In November 2014, petitioner sought leave in Surrogate’s Court to compromise the wrongful death claim against Cornell and the City of Ithaca. In conjunction therewith, petitioner asked that both Williams and the firm (hereinafter collectively referred to as respondents) be denied counsel fees — essentially contending that Williams and McCallion each had engaged in conduct that was contrary to the interests of the estate. Respondents opposed petitioner’s requests and cross-moved to, among other things, disapprove the settlement agreements and sanction petitioner in accordance with Judiciary Law § 487.”

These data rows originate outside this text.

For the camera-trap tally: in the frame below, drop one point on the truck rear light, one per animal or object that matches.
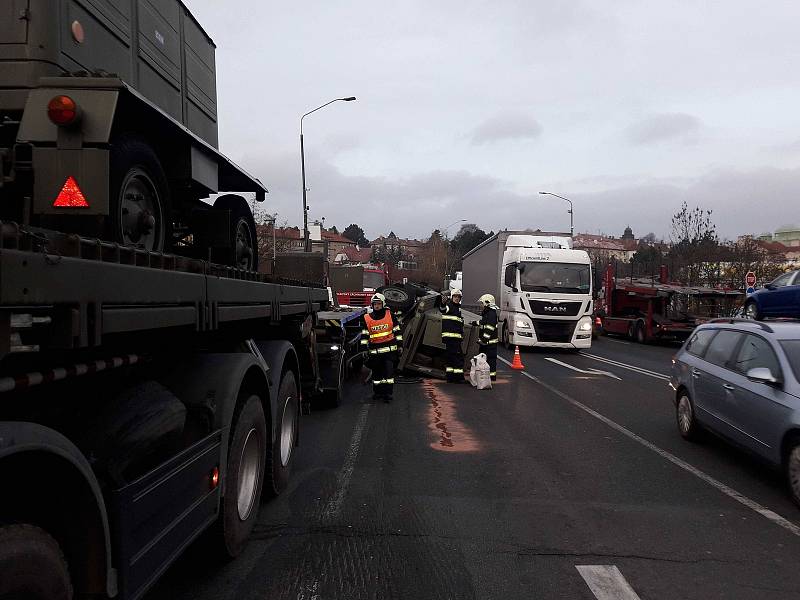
(70, 195)
(62, 110)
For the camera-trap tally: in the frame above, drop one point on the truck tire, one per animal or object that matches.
(281, 454)
(244, 477)
(32, 565)
(397, 297)
(139, 202)
(243, 250)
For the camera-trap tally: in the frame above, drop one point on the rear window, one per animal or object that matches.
(698, 343)
(792, 350)
(722, 347)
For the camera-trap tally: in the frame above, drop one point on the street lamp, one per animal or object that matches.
(571, 228)
(306, 246)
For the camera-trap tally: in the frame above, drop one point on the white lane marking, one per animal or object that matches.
(622, 365)
(334, 506)
(588, 372)
(718, 485)
(606, 582)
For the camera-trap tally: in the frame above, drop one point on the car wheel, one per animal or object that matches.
(751, 311)
(793, 470)
(687, 423)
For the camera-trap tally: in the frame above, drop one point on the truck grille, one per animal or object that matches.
(564, 309)
(554, 331)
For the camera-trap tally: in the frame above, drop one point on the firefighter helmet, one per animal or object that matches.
(486, 300)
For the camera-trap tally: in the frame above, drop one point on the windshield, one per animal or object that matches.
(565, 278)
(792, 349)
(373, 280)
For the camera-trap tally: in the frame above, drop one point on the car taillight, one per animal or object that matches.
(62, 110)
(71, 195)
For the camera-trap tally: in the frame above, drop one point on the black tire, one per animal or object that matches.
(751, 310)
(398, 297)
(685, 418)
(32, 565)
(281, 455)
(244, 477)
(139, 199)
(641, 333)
(243, 250)
(792, 468)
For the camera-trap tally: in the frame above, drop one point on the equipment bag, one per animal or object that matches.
(479, 373)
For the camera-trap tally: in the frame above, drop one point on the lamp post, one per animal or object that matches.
(447, 250)
(306, 245)
(571, 228)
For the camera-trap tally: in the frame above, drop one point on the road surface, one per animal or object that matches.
(567, 480)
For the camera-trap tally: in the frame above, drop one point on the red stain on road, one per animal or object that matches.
(450, 433)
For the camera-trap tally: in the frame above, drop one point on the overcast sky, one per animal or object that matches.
(467, 109)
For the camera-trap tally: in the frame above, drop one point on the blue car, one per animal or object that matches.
(779, 298)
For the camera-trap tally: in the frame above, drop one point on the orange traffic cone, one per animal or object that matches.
(517, 362)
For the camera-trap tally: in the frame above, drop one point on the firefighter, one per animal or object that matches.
(452, 334)
(488, 332)
(380, 334)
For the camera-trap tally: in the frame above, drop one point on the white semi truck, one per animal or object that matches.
(543, 287)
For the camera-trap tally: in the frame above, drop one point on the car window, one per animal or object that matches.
(756, 352)
(698, 343)
(722, 346)
(783, 280)
(792, 350)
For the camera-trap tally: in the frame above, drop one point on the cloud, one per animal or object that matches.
(507, 126)
(665, 126)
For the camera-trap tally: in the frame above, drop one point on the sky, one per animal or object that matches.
(466, 110)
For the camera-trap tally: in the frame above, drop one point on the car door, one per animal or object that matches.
(778, 298)
(758, 411)
(710, 377)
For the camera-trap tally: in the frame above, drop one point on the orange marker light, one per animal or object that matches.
(71, 195)
(62, 110)
(214, 480)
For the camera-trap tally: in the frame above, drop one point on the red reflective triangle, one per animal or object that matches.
(71, 195)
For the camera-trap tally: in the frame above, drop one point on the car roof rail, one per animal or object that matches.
(732, 321)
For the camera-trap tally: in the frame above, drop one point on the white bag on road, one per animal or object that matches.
(479, 373)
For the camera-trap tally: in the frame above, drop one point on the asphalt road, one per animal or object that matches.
(567, 480)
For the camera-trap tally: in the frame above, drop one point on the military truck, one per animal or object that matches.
(148, 398)
(108, 129)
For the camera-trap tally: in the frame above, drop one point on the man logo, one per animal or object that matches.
(555, 309)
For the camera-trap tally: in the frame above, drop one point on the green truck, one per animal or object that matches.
(108, 129)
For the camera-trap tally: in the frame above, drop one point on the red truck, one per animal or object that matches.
(646, 309)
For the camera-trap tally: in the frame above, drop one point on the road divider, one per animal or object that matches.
(621, 365)
(586, 371)
(606, 582)
(715, 483)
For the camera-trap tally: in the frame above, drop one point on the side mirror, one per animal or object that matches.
(762, 375)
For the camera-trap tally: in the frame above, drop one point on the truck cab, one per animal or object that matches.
(545, 293)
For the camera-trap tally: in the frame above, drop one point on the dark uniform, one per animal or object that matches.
(452, 334)
(488, 338)
(380, 334)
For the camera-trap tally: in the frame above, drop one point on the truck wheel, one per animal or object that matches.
(281, 454)
(244, 479)
(243, 252)
(32, 565)
(138, 197)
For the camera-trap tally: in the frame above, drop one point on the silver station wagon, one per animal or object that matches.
(741, 380)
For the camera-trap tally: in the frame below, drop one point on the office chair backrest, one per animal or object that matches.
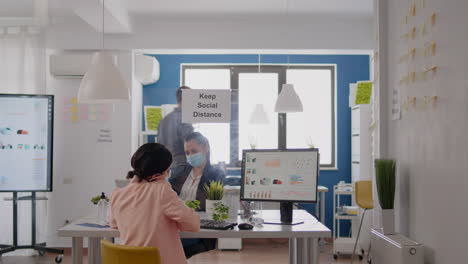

“Rather, as Surrogate’s Court appropriately found, petitioner — in his representative capacity as the administrator of decedent’s estate — received in settlement from Cornell only the sentimental, “symbolic or moral value” of the scholarship established in decedent’s name. As the scholarship itself clearly was not an asset of decedent’s estate, Surrogate’s Court did not abuse its discretion in computing respondents’ respective counsel fees based solely upon the $100,000 monetary settlement received from the City of Ithaca. To hold otherwise not only would ignore the plain language of the stipulation of settlement with Cornell but, further, would misconstrue the nature of the scholarship itself by assigning — to decedent’s estate — a monetary value or benefit that exists only with respect to the scholarship’s actual recipients. Adopting respondents’ valuation analysis also would obligate decedent’s estate, which ultimately received less than $4,000 in settlement proceeds and otherwise is devoid of assets, to pay a six-figure bill for counsel fees — a result that hardly can be characterized as reasonable, equitable or just. Respondents’ remaining contentions, to the extent that they do not lie outside the jurisdiction of Surrogate’s Court in the first instance (see SCPA 201), have been examined and found to be lacking in merit.”